The Department of Telecommunications and Postal Services is hosting a workshop on the Electronic Communications Amendment Bill which aims to prepare the country for digital industrial revolution and contribute to lowering the cost to communicate
The Department of Telecommunications and Postal Services is hosting a two day workshop with the respondents to the Electronic Communications Amendment Bill which is one of the legislations that seek to give effect to the National Integrated ICT Policy White Paper. The Amendment Bill forms part of government’s efforts to create an enabling environment for the digital industrial revolution and contribute in lowering the costs to communicate.
Key issues in the Bill include the introduction of an open access regime in the licensing of spectrum to promote competition, remove entry barriers and lower the cost of communications services.
In particular, the Bill proposes the creation of a Wireless Open Access Network (WOAN), as a wholesaler to provide capacity to existing and new entities thus creating an environment for innovation and transformation. This is critical in our drive towards spreading innovations such as the Internet of Things should reach the entire country.
Of the 43 respondents to the Electronic Communications Amendment Bill, 23 are scheduled to present their key arguments today. These respondents include the Independent Communications Authority of SA, Vodacom, Nokia, Cell C, MTN, SMMEs, industry associations, organised business, government and individuals.
We welcome the opportunity to engage on difficult issues with all interested stakeholder because we have to answer difficult questions as a country, said Director General Robert Nkuna.
He said one of the main reasons for public consultation is to assess socio-economic benefits of the proposed amendments and evaluate which proposals are workable.
At the end of the day, we need to quickly process laws which will enable us, for an example, to allocate spectrum in the next financial year, he said.
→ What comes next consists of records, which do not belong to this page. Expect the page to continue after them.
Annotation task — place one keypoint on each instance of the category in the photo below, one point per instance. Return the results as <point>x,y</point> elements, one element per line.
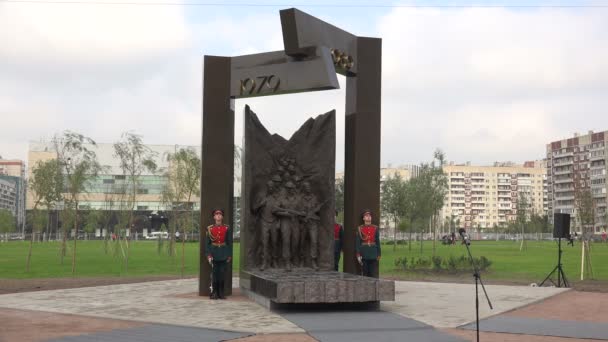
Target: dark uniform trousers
<point>369,268</point>
<point>338,235</point>
<point>219,270</point>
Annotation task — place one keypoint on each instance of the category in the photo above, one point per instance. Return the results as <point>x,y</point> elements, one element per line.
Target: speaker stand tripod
<point>559,269</point>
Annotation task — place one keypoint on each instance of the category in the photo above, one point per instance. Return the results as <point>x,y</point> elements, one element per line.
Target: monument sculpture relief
<point>288,195</point>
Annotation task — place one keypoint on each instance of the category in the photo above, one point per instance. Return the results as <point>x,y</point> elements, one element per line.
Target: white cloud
<point>490,84</point>
<point>89,33</point>
<point>483,84</point>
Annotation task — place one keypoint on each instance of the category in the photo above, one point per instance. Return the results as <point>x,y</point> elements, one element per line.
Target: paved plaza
<point>172,310</point>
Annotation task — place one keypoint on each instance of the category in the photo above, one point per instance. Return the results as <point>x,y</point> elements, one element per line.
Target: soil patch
<point>33,326</point>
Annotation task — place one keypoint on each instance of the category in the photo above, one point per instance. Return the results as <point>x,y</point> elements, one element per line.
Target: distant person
<point>367,245</point>
<point>338,235</point>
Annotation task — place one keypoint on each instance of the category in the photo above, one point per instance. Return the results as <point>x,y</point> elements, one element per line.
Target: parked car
<point>155,235</point>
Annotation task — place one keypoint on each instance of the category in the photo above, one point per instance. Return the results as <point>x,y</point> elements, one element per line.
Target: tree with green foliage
<point>339,196</point>
<point>79,165</point>
<point>135,158</point>
<point>439,186</point>
<point>46,185</point>
<point>392,201</point>
<point>426,195</point>
<point>7,223</point>
<point>183,181</point>
<point>93,221</point>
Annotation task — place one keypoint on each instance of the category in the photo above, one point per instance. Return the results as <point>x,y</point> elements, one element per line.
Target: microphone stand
<point>477,281</point>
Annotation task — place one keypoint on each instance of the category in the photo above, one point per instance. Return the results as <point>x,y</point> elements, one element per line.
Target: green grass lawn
<point>508,263</point>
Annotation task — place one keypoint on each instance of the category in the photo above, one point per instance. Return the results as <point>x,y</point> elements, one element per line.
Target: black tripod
<point>477,281</point>
<point>560,271</point>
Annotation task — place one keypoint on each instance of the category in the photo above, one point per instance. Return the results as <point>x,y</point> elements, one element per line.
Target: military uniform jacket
<point>338,235</point>
<point>367,242</point>
<point>218,242</point>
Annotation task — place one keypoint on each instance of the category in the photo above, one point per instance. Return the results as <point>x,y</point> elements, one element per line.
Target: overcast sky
<point>484,84</point>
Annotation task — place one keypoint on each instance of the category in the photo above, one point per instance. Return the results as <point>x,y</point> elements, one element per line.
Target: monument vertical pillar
<point>362,143</point>
<point>217,172</point>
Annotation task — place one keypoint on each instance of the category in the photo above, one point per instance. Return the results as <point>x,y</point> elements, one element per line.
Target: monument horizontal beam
<point>302,31</point>
<point>275,73</point>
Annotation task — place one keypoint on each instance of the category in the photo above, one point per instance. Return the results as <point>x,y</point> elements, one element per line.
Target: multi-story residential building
<point>574,165</point>
<point>8,196</point>
<point>13,171</point>
<point>487,196</point>
<point>107,190</point>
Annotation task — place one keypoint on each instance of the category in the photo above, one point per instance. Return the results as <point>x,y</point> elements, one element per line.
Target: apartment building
<point>8,196</point>
<point>578,164</point>
<point>106,191</point>
<point>483,197</point>
<point>13,171</point>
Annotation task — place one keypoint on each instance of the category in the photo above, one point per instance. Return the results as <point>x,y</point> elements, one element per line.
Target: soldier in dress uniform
<point>367,245</point>
<point>338,235</point>
<point>219,251</point>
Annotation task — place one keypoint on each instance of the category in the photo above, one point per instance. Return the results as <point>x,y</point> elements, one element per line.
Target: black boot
<point>213,294</point>
<point>221,289</point>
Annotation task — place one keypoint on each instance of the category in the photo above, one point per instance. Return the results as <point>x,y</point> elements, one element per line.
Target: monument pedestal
<point>303,287</point>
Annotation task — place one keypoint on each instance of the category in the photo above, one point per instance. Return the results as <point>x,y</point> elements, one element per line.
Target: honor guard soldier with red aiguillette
<point>338,237</point>
<point>367,245</point>
<point>219,251</point>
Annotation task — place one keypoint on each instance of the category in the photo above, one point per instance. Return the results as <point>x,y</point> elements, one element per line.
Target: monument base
<point>303,287</point>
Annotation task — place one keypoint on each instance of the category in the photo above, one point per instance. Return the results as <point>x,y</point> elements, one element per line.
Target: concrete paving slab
<point>542,327</point>
<point>449,305</point>
<point>377,326</point>
<point>156,333</point>
<point>154,302</point>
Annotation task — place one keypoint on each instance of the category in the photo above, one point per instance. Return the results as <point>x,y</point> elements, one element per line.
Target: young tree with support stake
<point>7,223</point>
<point>183,182</point>
<point>585,213</point>
<point>522,218</point>
<point>46,185</point>
<point>135,159</point>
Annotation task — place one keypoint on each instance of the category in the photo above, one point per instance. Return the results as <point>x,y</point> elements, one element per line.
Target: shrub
<point>437,261</point>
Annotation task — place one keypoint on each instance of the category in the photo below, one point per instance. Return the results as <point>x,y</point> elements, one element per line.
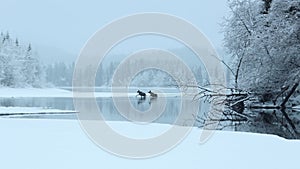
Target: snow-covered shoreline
<point>61,93</point>
<point>29,143</point>
<point>32,110</point>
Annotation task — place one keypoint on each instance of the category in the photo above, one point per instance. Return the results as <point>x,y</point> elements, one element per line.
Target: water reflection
<point>283,123</point>
<point>106,105</point>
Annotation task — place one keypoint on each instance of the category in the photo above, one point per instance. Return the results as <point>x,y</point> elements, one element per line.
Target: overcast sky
<point>68,24</point>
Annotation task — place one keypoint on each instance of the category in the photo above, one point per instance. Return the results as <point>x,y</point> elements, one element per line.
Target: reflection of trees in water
<point>283,123</point>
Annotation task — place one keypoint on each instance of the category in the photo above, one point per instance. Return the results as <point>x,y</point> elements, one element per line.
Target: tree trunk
<point>289,95</point>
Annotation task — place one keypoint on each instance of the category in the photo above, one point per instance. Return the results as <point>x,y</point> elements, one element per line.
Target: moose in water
<point>153,95</point>
<point>142,94</point>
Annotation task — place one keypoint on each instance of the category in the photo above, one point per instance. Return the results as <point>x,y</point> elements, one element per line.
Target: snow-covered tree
<point>19,65</point>
<point>264,39</point>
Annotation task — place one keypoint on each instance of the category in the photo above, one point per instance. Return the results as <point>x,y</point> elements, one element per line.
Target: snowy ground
<point>62,144</point>
<point>31,110</point>
<point>59,93</point>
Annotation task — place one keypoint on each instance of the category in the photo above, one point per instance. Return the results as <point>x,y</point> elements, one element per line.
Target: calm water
<point>106,104</point>
<point>285,123</point>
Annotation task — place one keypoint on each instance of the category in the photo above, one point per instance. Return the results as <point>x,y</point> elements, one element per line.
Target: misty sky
<point>67,25</point>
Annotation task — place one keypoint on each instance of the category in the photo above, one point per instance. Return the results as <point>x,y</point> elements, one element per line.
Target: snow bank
<point>62,144</point>
<point>34,92</point>
<point>31,110</point>
<point>60,93</point>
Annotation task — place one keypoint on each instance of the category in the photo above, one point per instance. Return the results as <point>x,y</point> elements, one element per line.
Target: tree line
<point>19,64</point>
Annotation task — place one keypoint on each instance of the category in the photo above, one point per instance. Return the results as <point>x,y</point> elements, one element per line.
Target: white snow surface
<point>31,110</point>
<point>63,144</point>
<point>61,93</point>
<point>296,107</point>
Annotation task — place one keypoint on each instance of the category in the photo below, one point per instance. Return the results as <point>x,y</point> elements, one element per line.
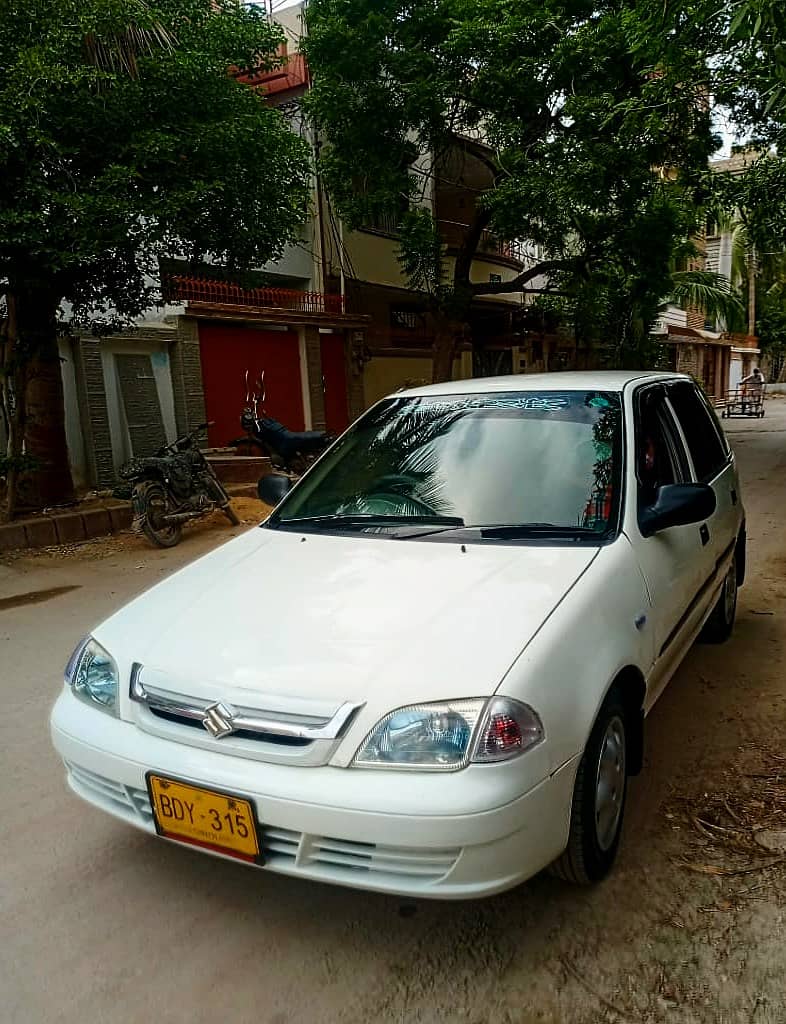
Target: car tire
<point>719,626</point>
<point>599,799</point>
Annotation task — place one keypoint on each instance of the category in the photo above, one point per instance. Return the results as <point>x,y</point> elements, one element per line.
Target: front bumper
<point>331,829</point>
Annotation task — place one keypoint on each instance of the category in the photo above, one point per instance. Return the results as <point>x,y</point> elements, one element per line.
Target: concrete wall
<point>74,434</point>
<point>384,375</point>
<point>158,350</point>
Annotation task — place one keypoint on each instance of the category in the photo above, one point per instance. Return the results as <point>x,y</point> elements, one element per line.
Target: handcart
<point>745,400</point>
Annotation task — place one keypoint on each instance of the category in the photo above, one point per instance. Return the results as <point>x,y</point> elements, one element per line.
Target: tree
<point>123,136</point>
<point>573,107</point>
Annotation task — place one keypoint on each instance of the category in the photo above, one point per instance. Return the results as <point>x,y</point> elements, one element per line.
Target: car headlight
<point>450,734</point>
<point>92,675</point>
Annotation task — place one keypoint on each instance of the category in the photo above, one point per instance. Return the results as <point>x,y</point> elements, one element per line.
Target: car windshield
<point>533,459</point>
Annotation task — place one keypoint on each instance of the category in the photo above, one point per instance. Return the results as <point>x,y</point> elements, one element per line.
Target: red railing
<point>291,75</point>
<point>186,289</point>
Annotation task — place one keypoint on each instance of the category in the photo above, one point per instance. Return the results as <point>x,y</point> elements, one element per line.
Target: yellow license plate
<point>204,817</point>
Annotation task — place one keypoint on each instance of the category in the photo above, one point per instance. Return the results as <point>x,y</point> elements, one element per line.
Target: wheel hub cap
<point>610,783</point>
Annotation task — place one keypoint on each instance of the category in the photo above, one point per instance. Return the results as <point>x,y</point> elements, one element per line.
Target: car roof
<point>601,380</point>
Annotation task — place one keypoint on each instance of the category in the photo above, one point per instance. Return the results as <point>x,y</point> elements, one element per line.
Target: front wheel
<point>151,504</point>
<point>599,800</point>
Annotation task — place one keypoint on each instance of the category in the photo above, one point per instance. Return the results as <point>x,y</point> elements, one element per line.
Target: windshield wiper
<point>515,531</point>
<point>358,520</point>
<point>524,529</point>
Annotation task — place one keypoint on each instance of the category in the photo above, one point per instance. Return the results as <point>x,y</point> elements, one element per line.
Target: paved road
<point>99,923</point>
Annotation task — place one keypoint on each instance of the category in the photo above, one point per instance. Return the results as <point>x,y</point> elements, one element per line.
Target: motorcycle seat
<point>295,440</point>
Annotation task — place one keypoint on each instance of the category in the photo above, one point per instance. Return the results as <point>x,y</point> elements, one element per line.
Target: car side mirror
<point>678,505</point>
<point>273,487</point>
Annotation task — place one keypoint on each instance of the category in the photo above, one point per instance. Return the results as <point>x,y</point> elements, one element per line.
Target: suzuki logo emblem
<point>218,720</point>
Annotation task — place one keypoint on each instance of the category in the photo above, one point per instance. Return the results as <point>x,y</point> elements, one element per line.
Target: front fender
<point>594,637</point>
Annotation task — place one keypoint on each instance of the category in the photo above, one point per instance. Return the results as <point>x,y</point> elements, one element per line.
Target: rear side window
<point>705,438</point>
<point>660,458</point>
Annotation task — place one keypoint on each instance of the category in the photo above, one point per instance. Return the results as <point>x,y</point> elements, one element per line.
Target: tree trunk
<point>13,401</point>
<point>444,351</point>
<point>45,414</point>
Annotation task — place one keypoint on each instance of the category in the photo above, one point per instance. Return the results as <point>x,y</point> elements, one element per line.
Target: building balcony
<point>293,74</point>
<point>207,291</point>
<point>512,253</point>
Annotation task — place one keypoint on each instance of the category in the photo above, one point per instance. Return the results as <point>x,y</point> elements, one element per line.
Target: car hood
<point>275,617</point>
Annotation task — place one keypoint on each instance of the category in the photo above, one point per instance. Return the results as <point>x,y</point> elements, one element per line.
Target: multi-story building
<point>702,346</point>
<point>332,324</point>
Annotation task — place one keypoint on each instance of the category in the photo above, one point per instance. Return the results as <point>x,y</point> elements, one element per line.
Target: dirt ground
<point>99,923</point>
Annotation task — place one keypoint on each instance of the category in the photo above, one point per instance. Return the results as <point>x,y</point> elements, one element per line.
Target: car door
<point>671,561</point>
<point>712,464</point>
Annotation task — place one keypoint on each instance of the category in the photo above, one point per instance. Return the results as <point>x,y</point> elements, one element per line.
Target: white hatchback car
<point>427,673</point>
The workshop takes forward the pronouncement by President Cyril Ramaphosa during the 2018 State of the Nation Address to finalise engagements with the telecommunications industry and other stakeholders to ensure that the allocation of spectrum reduces barriers to entry, promotes competition and reduces the cost to consumers.
The workshop also underscores the Department’s commitment to meaningful engagements with all stakeholders to develop policies to modernise the sector and news ways of connecting as many people to affordable and reliable internet, as the digital industrial revolution beckons.
Minister of Telecommunications and Postal Services Dr Siyabonga Cwele has on numerous occasions indicated that public consultations are about finding the most suitable ways of implementing the ICT Policy.
He has also said this means that the sector must be opened to new entrants without killing the current players. He has also said that spectrum may not be returned before the expiry of the current licensing period.
The department aim to introduce the Electronic Communications Amendment Bill later this year.